Entrevista com Carlos Reichenbach – Parte 2

Carlos Reichenbach diretamente da Sessão do Comodoro, fala de carreira, cineclube e próximos trabalhos.

Por Thiago Jacot e Estela Andrade*

O cineasta brasileiro Carlos Reichenbach, diretor de filmes como Lilian M: Relatório Confidencial (1974), Alma Corsária (1993), Garotas do ABC (2004) e Falsa Loura (2007) e símbolo do Cinema Marginal, veio para São Carlos em novembro como parte da programação do 5º Festival Contato para a Noitada Cineclubista e a apresentação da sua famosa Sessão do Comodoro, um cineclube que busca passar filmes “nada óbvios, com temáticas polêmicas e impactantes”, nunca antes vistos, fora do comum. Um trabalho de pesquisa à procura de títulos que não passam no circuito comercial no Brasil. O cineasta concedeu entrevista a Revista RUA, falando sobre carreira, o cineclube e próximos projetos. A entrevista foi publicada em duas partes. A primeira foi publicada na edição de Dezembro da Revista. Neste mês, apresentamos a segunda parte a seguir.
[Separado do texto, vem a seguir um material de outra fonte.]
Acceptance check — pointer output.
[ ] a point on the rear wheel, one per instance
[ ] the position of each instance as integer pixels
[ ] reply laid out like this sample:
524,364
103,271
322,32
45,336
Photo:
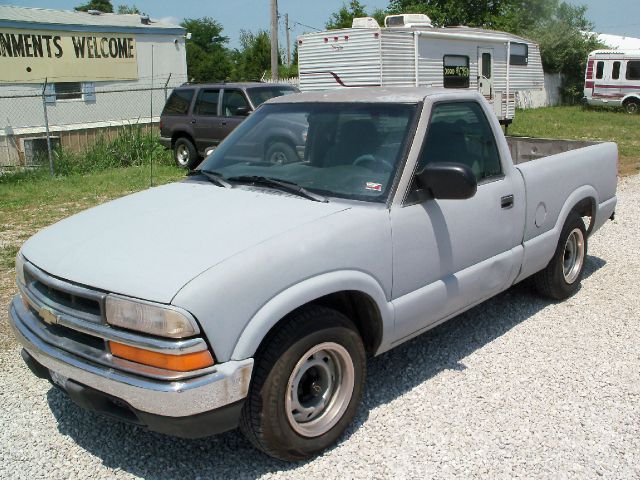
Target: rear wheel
632,106
307,385
561,278
185,153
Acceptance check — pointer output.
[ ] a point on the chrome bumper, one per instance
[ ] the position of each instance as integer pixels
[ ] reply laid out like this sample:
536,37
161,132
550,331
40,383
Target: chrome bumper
228,383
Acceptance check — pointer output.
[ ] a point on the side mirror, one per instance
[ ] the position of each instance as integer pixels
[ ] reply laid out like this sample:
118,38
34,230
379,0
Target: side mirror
448,181
243,111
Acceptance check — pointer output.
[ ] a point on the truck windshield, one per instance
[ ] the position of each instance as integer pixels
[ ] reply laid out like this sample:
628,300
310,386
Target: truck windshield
346,150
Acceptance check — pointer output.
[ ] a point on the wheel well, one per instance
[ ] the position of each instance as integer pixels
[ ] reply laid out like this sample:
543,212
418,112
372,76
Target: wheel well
586,208
356,306
178,135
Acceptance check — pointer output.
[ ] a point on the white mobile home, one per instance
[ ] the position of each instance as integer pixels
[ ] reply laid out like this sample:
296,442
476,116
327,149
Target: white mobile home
408,51
613,78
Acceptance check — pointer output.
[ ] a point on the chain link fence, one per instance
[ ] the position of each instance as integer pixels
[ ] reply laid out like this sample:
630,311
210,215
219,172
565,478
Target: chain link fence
37,119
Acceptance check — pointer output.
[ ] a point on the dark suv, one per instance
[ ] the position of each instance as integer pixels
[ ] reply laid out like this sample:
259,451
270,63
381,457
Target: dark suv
200,116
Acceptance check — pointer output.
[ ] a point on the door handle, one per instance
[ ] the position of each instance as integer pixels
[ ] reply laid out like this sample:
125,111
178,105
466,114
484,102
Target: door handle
506,201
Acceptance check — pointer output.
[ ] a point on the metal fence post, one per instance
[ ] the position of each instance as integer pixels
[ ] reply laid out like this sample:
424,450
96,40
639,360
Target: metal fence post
46,125
166,85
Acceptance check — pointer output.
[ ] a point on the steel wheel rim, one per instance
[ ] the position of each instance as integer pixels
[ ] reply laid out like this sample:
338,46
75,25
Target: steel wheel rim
573,257
182,154
319,389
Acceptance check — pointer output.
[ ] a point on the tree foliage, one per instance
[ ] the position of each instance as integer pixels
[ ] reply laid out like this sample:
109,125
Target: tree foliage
254,56
100,5
128,10
208,59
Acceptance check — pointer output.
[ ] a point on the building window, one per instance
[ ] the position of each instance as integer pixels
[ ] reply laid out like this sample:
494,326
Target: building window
455,71
519,54
615,71
68,90
633,70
Thiago Jacot e Estela Andrade – Como era filmar no período da ditadura militar, em meio a uma censura e ainda tentar ser original em seus trabalhos?
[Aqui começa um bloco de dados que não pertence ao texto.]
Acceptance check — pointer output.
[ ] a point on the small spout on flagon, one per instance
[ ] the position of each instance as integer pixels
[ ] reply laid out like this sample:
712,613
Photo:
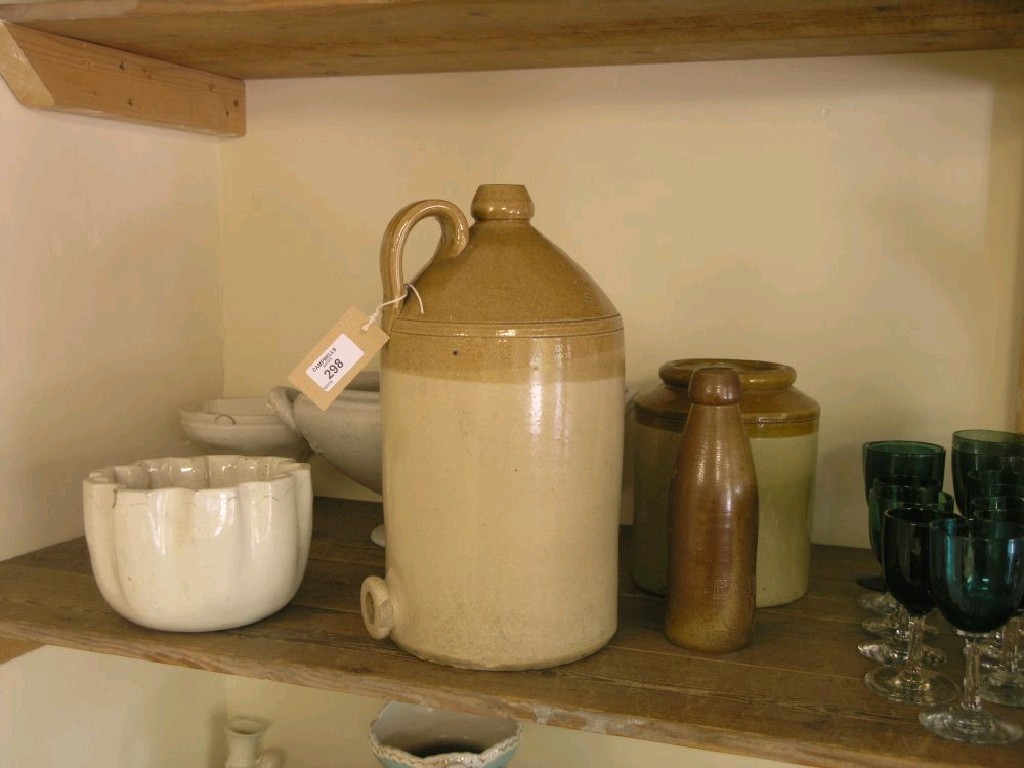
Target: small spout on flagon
378,610
243,745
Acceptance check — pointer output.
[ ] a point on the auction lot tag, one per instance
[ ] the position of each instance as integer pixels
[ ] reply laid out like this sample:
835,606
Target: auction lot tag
338,356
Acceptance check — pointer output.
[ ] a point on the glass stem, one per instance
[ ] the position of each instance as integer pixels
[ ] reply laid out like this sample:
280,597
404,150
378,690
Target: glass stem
901,621
912,674
971,700
1012,645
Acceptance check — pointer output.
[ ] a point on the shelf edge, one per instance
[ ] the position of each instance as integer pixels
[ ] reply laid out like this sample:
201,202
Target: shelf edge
49,72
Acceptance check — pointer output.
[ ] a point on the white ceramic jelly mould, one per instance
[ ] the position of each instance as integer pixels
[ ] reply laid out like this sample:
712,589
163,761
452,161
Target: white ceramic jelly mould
199,544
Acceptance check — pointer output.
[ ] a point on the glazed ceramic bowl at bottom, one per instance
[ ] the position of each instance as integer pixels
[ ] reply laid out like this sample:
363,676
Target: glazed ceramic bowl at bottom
407,735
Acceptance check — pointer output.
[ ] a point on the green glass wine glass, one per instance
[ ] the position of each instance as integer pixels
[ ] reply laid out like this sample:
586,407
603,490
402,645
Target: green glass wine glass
898,458
905,556
977,579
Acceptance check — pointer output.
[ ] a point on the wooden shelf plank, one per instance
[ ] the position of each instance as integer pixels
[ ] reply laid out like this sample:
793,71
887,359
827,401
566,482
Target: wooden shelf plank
49,72
294,38
796,694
Carlos Reichenbach – Quanto a isso o grande prazer era testar a censura. Eu fiz isso e tive um grande prazer. E tinha um grande barato que era quando eu pensava que a censura iria cortar determinada cena, ela não cortava. Isso aconteceu várias vezes. Em Lilian M: Relatório Confidencial[1974] havia rigorosamente referência à tortura física. Eu criei um personagem nazista que morava na represa Bilings, que bancava a repressão no Brasil. Evidentemente que eu estava fazendo uma metáfora de um industrial brasileiro que bancava a tortura. Qualquer idiota podia enxergar isso. Por incrível que pareça a censura não entendeu isso. O filme foi censurado pela BBC de Londres, anos depois, 15 anos depois eles cortaram a cena da tortura. Foi a BBC de Londres e não o Brasil. Essa era a provocação entende? Às vezes você pensava “aqui eu vou filmar para eles cortarem”, e eles não cortavam. Cortavam somente bobagens, o mais idiota que você pode imaginar. Uma palavra por exemplo. Ou seja, o censor não tinha parâmetros, era uma coisa completamente alucinante. Evidentemente que ao arriscar a gente pegava algumas coisas. Tive um filme que ficou três anos interditado chamado Amor, Palavra Prostituta[1980], só porque mostrava um aborto mal feito. Mas, havia um intelectual que ficava cuidando da garota, aparecia sangue menstrual. Na cabeça da censura eu era louco, e como poderia mostrar sangue menstrual? As mulheres pediram a liberação do filme. No fundo o filme não fazia uma defesa do aborto legal, não é isso, mas nitidamente sobre o direito de se fazer um aborto. Os homens interditaram o filme, mas as mulheres pediram a liberação do filme. Alegavam que havia carícias entre o intelectual e a moça, que apareciam genitálias. Eram malucos! Obviamente, que eu não tinha essa liberdade de chama-los assim. Sabe o que cortaram do filme Como era Gostoso o Meu Frânces[1970], do Nelson Pereira dos Santos? O pinto do branco. O censor disse que o membro do ator era muito grande, maior que os outros e não queria que sua mulher visse isso. Parece absurdo, mas é verdade. Ganhou interdição de 18 anos. Que cabeça de lixo! Olha com o que o cara estava preocupado! O filme fala de outra coisa, e ele se atentava a esses detalhes. Era inexplicável. Podia liberar uma cena fortíssima e censurar uma mais pesada ainda.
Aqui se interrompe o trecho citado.